Cinta tak pernah lelah menjatuhkan hatinya kepada setiap insan.
Seperti kita ketika itu.
Akhir tahunku yang begitu hancur sempat tersusun kembali saat aku mengenalmu. Gelap hitamku perlahan membias dan memantulkan cahaya putih pada kehidupanku. Pada hatiku.
Awalnya aku sempat menolak untuk berkenalan dengan lelaki lain. Apalagi dengan kamu. Seperti yang aku tau, kamu adalah orang yang sibuk. Kesana-kesini dengan berbagai kegiatan, bertemu dengan banyak orang, berinteraksi dengan banyak kepala, dan karena itu aku sempat mengaca pada diriku. Hingga aku merasa aku adalah satu diantara banyak mereka yang ingin mengenal dekat tentangmu. Mustahil.
Tetapi kenyataannya berbeda.
Aku masih ingat saat pertama kali kedua mata itu saling menatap, saat lontaran kalimat basa-basi yang pernah kita ucapkan saat di awal perkenalan. Saat tanya-jawab yang kita perbicangkan di depan rumahku. Dan kita langsung berlari masuk ke rumah saat hujan turun membasahi permukaan tanah.

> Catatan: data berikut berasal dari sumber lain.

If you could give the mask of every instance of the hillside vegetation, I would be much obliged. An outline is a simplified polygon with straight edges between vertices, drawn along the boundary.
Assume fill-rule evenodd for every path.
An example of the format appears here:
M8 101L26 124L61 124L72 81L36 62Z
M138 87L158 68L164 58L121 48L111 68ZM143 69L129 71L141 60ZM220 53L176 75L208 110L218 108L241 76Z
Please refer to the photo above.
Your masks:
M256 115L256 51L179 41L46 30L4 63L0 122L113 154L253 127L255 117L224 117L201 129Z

Kata orang, hujan itu anugerah.
Seperti perkenalan kita dengan obrolan itu. Adalah anugerah.
Perbincangan itu berakhir dengan saling bertukaran nomer handphone. Akhir perbincangan yang sangat indah.
Aku hampir meloncat kegirangan tak terkendali saat melihat sebuah pesan mendarat di handphoneku. Dari kamu. Kamu yang mencoba bertanya tentang kegiatanku, sedang apa dan berbagai rentetan obrolan lainnya. Malam itu, pendekatan kita di mulai.
Selalu saja ada senyum mengambang yang terlukis di sudut bibirku. Ada harap-harap cemas saat aku mengetahui belum ada pesan masuk darimu untukku.
Ketahuilah, aku malu untuk memulai. Karena aku ingin kau yang mendahulu dan percayalah karena aku akan siap mengikuti alurmu.
Masih teringat jelas putaran masa itu. Saat aku dengan keadaan yang mendadak mengajakmu pergi bersama kakakku dan kekasihnya. Saat itu kita masih kaku. Enggan untuk menatap lebih lama. Malu. Lebih tepatnya aku takut kalau kamu bisa menebak sorot mataku yang mengedarkan pandangan bahwa aku telah jatuh cinta.
Perjalanan itu menempuh waktu dua jam. Itu berarti aku akan berada selama dua jam di belakangmu. Berhadapan dengan punggungmu. Punggung yang menjadi saksi bahwa ada senyum bahagia yang tertanam ketika aku bisa berada sedekat ini denganmu. Tak jarang sekali helmku terbentur dengan helmmu saat jalanan yang tidak rata kita lewati. Terdengar seperti benturan yang lucu sekali.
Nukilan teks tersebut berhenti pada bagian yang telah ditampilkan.